Cervia, approvata all’unanimità mozione su emergenza climatica. Pd: “Questione ambientale, tema non più procrastinabile”

È stata approvata dal Comune di Cervia all’unanimità la mozione di emergenza climatica. Il Gruppo Consiliare del Partito Democratico di Cervia ha accolto favorevolmente la mozione ed esprime la massima approvazione per la strada intrapresa da questa amministrazione.

“Sappiamo che l’ambiente è da sempre un tema caro alla nostra città – afferma il piddino Antonio Emiliano Svezia – e a chi la amministra, perché questo territorio è un tesoro di flora e fauna unico da rispettare, valorizzare e proteggere e chi l’ha governata ha avuto sempre e in ogni epoca una spiccata sensibilità verso la causa ambientalista.  Le tematiche ambientali occupano una parte consistente anche del programma di mandato di questa giunta, che il Partito Democratico ha sostenuto e di cui orgogliosamente rappresenta la maggioranza. La dichiarazione di emergenza climatica si pone come un tassello fondamentale nella storia di Cervia, verso una presa di coscienza sempre maggiore che la questione ambientale non è più argomento procrastinabile.”

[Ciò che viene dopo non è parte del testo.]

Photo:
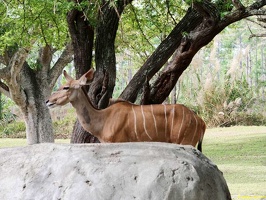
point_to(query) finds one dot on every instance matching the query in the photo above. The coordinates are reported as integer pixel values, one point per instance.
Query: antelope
(127, 122)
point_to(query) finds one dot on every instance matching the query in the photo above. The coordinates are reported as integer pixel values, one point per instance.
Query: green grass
(239, 152)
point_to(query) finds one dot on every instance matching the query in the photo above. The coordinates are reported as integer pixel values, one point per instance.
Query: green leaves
(31, 21)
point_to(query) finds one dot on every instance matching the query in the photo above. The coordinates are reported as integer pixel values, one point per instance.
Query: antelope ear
(68, 78)
(86, 78)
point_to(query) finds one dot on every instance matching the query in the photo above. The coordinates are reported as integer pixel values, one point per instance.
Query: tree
(26, 78)
(202, 21)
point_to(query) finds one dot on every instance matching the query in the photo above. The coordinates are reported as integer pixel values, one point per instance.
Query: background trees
(31, 33)
(163, 36)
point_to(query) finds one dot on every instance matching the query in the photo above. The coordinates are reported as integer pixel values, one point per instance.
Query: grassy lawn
(239, 152)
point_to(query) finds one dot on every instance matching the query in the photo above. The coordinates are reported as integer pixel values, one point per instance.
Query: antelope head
(69, 91)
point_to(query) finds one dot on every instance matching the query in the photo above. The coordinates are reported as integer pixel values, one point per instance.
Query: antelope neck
(89, 117)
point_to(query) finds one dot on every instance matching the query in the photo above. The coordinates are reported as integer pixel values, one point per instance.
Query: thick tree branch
(238, 5)
(65, 58)
(15, 65)
(45, 57)
(101, 89)
(162, 53)
(4, 89)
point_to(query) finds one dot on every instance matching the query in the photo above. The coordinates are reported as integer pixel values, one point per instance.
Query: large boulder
(143, 171)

“Il 10 luglio scorso – aggiunge – siamo stati duramente colpiti da una violenta tromba marina abbattutasi sul nostro litorale e spintasi fin nel cuore della pineta; un evento assolutamente straordinario e non prevedibile che si somma ai sempre più frequenti episodi di piogge persistenti, nubifragi e grandinate.  Non possiamo che dichiarare che siamo a tutti gli effetti in piena emergenza climatica e se fino a pochi anni fa la questione veniva affrontata in maniera più che altro teorica e restava prerogativa di qualche gruppo ambientalista, oggi vediamo la nascita di movimenti sempre più strutturati che coinvolgono sempre più persone che chiedono a gran voce soluzioni veloci e un cambio di rotta da parte dei governi, come Fridays for Future che è da considerarsi il capofila di questo movimento di protesta e sensibilizzazione verso i temi ambientali.”

“Nell’ultimo mese anche comuni a noi vicini hanno risposto all’appello, il 27 giugno per esempio il comune di Cesena, nel Consiglio Comunale di insediamento, ha dichiarato lo stato di emergenza climatica, primo comune della nostra regione, seguito poi il 16 luglio da quello di Ravenna, fino alla dichiarazione ufficiale della Regione Emilia Romagna nella seduta consigliare di venerdì 26 luglio.  Ora è la volta della nostra Amministrazione, che con questa dichiarazione prende atto della gravissima situazione in cui versa il pianeta e che si impegna nella difficile battaglia della riduzione dei gas inquinanti e nella ricerca di energia proveniente da fonti rinnovabili con azioni concrete e favorendo l’educazione e la cultura ambientale” conclude Svezia.